Before showing her first major museum work, "Rainbow Pickets" at the Jewish Museum in 1966, Judy began to use the name Judy Chicago, given to her by a gallery owner due to her Chicago accent.
In 1970, Judy founded the nation's first feminist art program, at California State University in Fresno. The next year, she and fellow artist Miriam Shapiro founded another feminist program, he CalArts Feminist Art Program for the California Institute of the Arts. They then hosted the nation's first feminist art exhibition, Womanhouse.
In 1974, Judy began her most famous work, the installation piece The Dinner Party. The piece is a homage to women's history, with each place setting dedicated to a famous female historical figure. Judy worked on the piece for five years, with the help of hundreds of volunteers. It has been exhibited 16 times in six countries, and is now housed permanently at the Brooklyn Museum, within the Elizabeth A Sackler Center for Feminist Art.

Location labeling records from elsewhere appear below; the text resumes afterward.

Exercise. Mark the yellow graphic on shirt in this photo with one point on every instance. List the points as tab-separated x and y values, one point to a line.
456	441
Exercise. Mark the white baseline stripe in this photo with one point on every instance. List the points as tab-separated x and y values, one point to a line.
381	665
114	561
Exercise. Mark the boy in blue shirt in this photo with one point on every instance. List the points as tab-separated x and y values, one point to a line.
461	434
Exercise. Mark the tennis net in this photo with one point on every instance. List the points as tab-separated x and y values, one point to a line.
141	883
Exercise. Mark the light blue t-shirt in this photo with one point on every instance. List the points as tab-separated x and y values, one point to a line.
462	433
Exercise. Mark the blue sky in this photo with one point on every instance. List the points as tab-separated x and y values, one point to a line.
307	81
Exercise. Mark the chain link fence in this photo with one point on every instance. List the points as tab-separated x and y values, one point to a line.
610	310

In the early 1980s, Judy brought hundreds of needleworkers together to create Birth Project, a large collection of images of birth created in needlework. She has also done several other large-scale projects with feminist themes, many of which have been collaborations. In the early 1990s, she released The Holocaust Project, a collaboration with her photographer husband Donald Woodman.
Judy has written several books, including (most recently) Through the Flower: My Struggle as a Woman Artist (2006). She is also the artistic director of Through the Flower, a non-profit arts organization created in 1978.